McNamara, in his June retirement announcement, included an emotional plea for those millions around the world leading lives "so limited by malnutrition, illiteracy, disease, high infant mortality, and low life expectancy as to be beneath any rational definition of human decency."
Clausen agrees that "the problems are immense and complicated," likely to become "very critical" in the next few years because of worldwide inflation and rising energy costs that particularly affect less-developed countries.
But he sounds a distinctly Republican note when he emphasizes that government spending and economic mismanagement are the main culprits, and that future markets for American exports should be kept in mind when developmental assistance is debated.
Recalling the Marshall Plan for post-World War II reconstruction aid, Clausen said: "It was in our vested interest to give grants to other countries of the world so that we could have stronger markets for our wares and a higher standard of living for people in the United States. I don't think that cycle is over."

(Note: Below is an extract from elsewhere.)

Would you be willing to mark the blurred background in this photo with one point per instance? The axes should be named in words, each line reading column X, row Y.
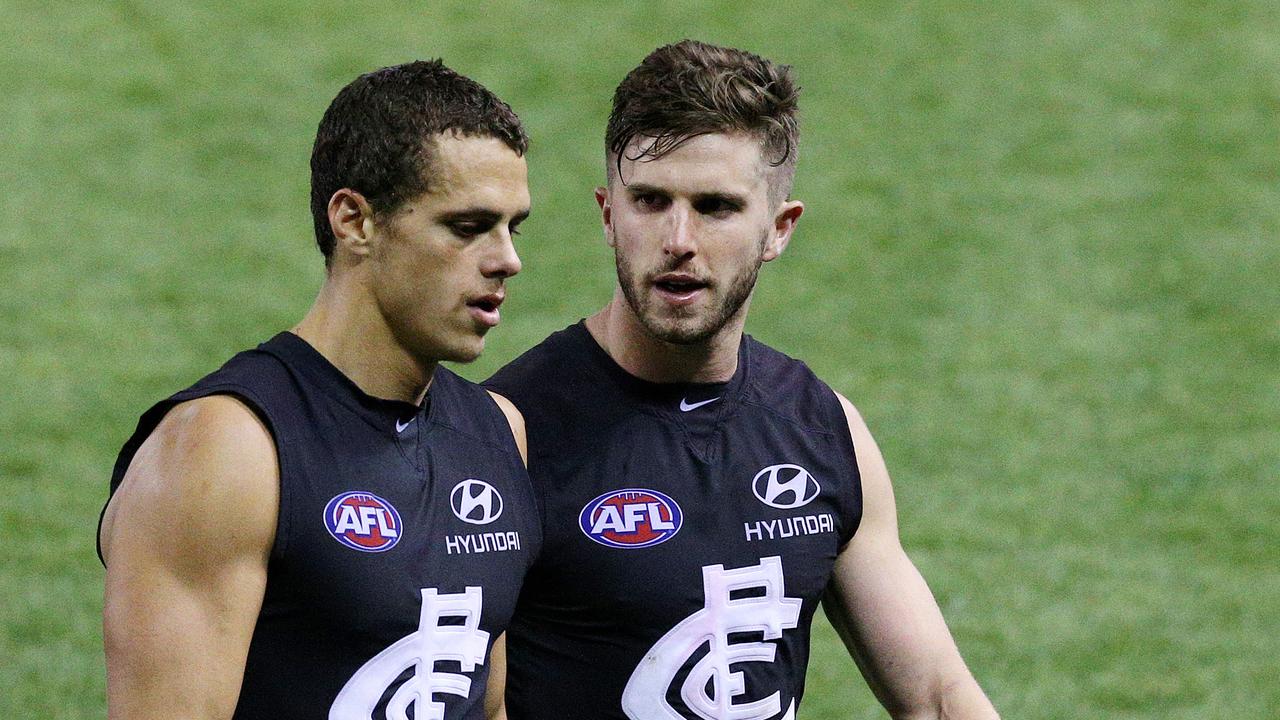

Clausen says Congress must be assigned "a pretty low score" for letting US World Bank contributions slip. But he also faults recent administrations -- including the Carter White House -- for presiding over increased government spending while boosting the money supply to finance the federal deficit.
It seems obvious that experience and stature in the world banking community -- not political considerations -- were behind the Clausen nomination to head the World Bank on the eve of the presidential election. Mr. Reagan was advised of, and approved, the nomination before it was made public.
Clausen was trained as a lawyer but joined the Bank of America shortly after graduating from the University of Minnesota Law School in 1949. He rose to head the San Francisco-based, $120 billion operation 10 years ago and is a member of several important trade, economic, and monetary organizations.
Established in 1945, the World Bank is composed of 135 member nations. It makes low- and no-interest loans to developing countries, mostly for agriculture and rural development.